BOOK CLUB
James smythe examines We Have Always Lived In The Castle by shirley Jackson.
Shirley Jackson is an author who carries a large amount of mystique around her. She was a tremendous writer, unappreciated in her time. Her major contribution to the literary canon was her short story “The Lottery” (1948), which packed about as much darkness and tension into a few thousand words as it’s possible to manage. Her novelwriting career was slightly less lauded, if only because the books were, it’s safe to say, challenging: novels of psychological torment, of close and invasive horrors. Only in recent years have her novels gained the praise that they ought, mainly because of The Haunting Of Hill House (1959), one of the greatest horror novels of all time, and a key influence on many of today’s finest horror writers.
But she wrote a novel after Hill House, the final book she completed before her death. We Have Always Lived In The Castle is, somehow, the sum of all her previous works: it’s partly a gothic horror, partly a novel of psychological and agoraphobic torment, and partly a text that deals with the other major theme she became obsessed with – the persecution of otherness. All of which makes it sound far heavier than it is. Because it’s also a hugely deceptive book, a book which delights in the lies and torments it can put the reader through as they unpick the threads of the story for themselves.
The novel’s narrator is Mary Katherine Blackwood, known as Merricat, an 18-year-old girl living on her family’s estate with her sister, Constance, and their dying Uncle Julian. Julian is writing his memoirs, and it’s through these that we learn the torrid history of the Blackwood clan, focusing on the murder of Merricat’s parents, aunt and brother six years previously – a mass poisoning of which Merricat, Constance and Julian were the only survivors.
It’s a set-up that leads you to believe that the novel is possibly a murder-mystery, which it sort of is: that is one of the knotted threads that is unravelled over the course of the narrative. The other major thread involves Merricat’s cousin Charles, come to stay and clearly intent on finding the money left to the girls. It’s when Charles arrives that we start to question Merricat herself. She’s an unreliable narrator – all first-person narrators are, I think – but much of the book is spent finding out the extent of her unreliability. Does she know more about the past than she’s letting on? Was her sister responsible for murdering their parents? Is Charles quite what he seems? The deceit gets deeper and deeper as the novel unfolds.

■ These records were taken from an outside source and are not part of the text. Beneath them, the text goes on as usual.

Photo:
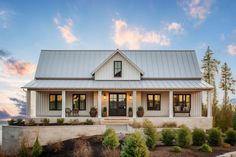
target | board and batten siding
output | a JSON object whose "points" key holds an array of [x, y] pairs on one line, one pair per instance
{"points": [[106, 72]]}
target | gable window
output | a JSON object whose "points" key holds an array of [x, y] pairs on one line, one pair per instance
{"points": [[55, 102], [79, 101], [154, 102], [182, 103], [117, 68]]}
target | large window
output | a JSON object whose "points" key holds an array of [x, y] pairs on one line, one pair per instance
{"points": [[117, 68], [55, 101], [182, 102], [154, 102], [79, 101]]}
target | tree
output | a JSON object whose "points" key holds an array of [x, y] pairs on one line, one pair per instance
{"points": [[209, 70]]}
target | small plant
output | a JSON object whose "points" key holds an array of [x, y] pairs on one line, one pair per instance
{"points": [[11, 122], [130, 111], [176, 149], [135, 146], [184, 137], [230, 137], [150, 134], [169, 125], [30, 122], [206, 148], [214, 137], [37, 149], [104, 112], [168, 136], [93, 112], [45, 121], [140, 111], [199, 137], [110, 140], [60, 121]]}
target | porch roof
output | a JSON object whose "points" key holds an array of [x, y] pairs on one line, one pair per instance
{"points": [[128, 85]]}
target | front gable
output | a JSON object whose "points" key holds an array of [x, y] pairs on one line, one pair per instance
{"points": [[106, 71]]}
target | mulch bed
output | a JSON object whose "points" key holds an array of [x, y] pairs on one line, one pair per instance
{"points": [[95, 142]]}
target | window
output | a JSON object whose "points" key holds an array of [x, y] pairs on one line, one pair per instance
{"points": [[182, 102], [154, 102], [117, 68], [79, 101], [55, 101]]}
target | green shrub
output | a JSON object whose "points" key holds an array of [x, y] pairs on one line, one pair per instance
{"points": [[230, 137], [176, 149], [206, 148], [150, 134], [168, 136], [37, 149], [60, 121], [110, 139], [184, 137], [134, 146], [199, 137], [45, 121], [214, 137]]}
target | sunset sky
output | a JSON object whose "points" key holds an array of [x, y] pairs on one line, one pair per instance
{"points": [[26, 27]]}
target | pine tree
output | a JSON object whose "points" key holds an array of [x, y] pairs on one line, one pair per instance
{"points": [[209, 70]]}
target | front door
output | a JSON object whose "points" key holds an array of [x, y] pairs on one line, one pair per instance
{"points": [[117, 104]]}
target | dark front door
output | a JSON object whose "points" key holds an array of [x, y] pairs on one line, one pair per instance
{"points": [[117, 104]]}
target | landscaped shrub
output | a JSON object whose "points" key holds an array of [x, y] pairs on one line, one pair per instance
{"points": [[110, 139], [214, 137], [184, 137], [206, 148], [199, 137], [230, 137], [60, 121], [168, 136], [150, 134], [45, 121], [135, 146], [176, 149], [37, 149]]}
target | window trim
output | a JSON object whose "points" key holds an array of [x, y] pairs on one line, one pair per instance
{"points": [[116, 68], [56, 102], [152, 108], [79, 102]]}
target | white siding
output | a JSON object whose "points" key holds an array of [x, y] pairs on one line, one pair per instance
{"points": [[106, 72]]}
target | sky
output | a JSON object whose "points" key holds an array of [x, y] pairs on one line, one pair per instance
{"points": [[27, 27]]}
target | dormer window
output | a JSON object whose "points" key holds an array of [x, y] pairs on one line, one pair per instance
{"points": [[117, 68]]}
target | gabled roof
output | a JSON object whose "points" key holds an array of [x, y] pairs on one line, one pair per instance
{"points": [[78, 64], [113, 54]]}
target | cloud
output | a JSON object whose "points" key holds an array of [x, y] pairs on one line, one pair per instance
{"points": [[66, 30], [175, 27], [197, 9], [231, 49], [132, 37]]}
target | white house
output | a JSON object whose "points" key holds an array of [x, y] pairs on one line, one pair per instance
{"points": [[166, 83]]}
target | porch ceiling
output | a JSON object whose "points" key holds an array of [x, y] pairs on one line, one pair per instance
{"points": [[122, 85]]}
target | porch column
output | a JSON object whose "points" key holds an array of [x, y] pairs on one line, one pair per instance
{"points": [[99, 104], [134, 103], [63, 114], [209, 113], [28, 100], [170, 104]]}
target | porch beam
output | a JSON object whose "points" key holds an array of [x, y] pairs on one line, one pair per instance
{"points": [[170, 104], [134, 103], [99, 104], [209, 112], [63, 114]]}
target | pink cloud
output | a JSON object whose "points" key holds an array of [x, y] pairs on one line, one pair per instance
{"points": [[231, 49], [132, 37], [66, 30]]}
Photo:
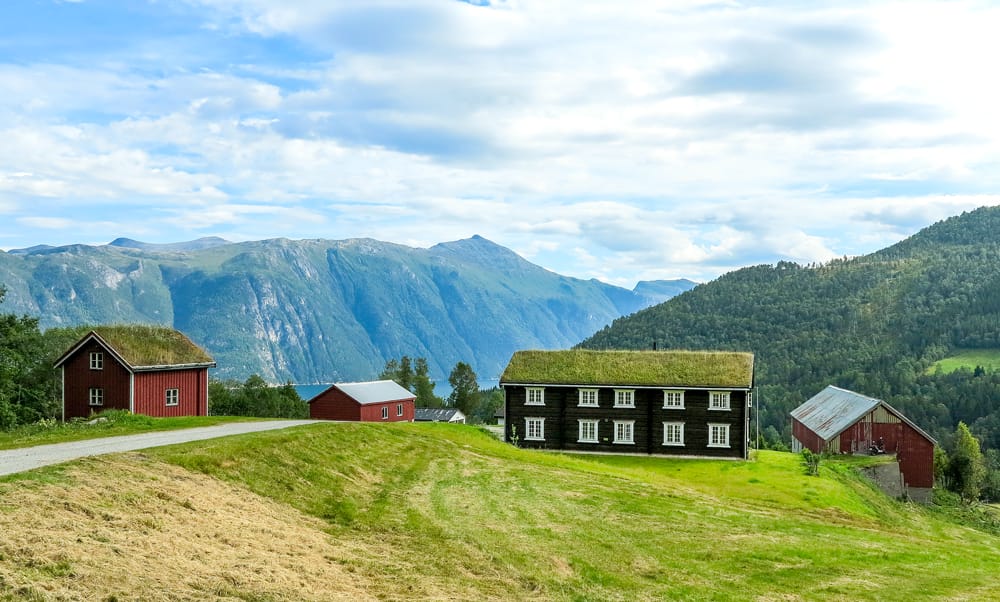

The heart of the novel lies in the village near to the family home: a village full of people who distrust and dislike the Blackwood family. (It’s worth noting that Jackson’s husband, the critic Stanley Hyman, was Jewish, and apparently their family suffered anti-Semitic abuse during their life together, which peaked in tensions in the town in which they were living while Jackson was writing We Have Always Lived In the Castle.) It’s a novel that’s as much about personal and psychological tensions as it is about societal ones.
The horror in this book is pervasive. Castle is not built around jump-scares, but instead creates such a sense of creeping dread, of insidious nastiness, that it has lived with me longer than almost any other traditional horror I could care to mention. It’s as close to perfect as a book can get.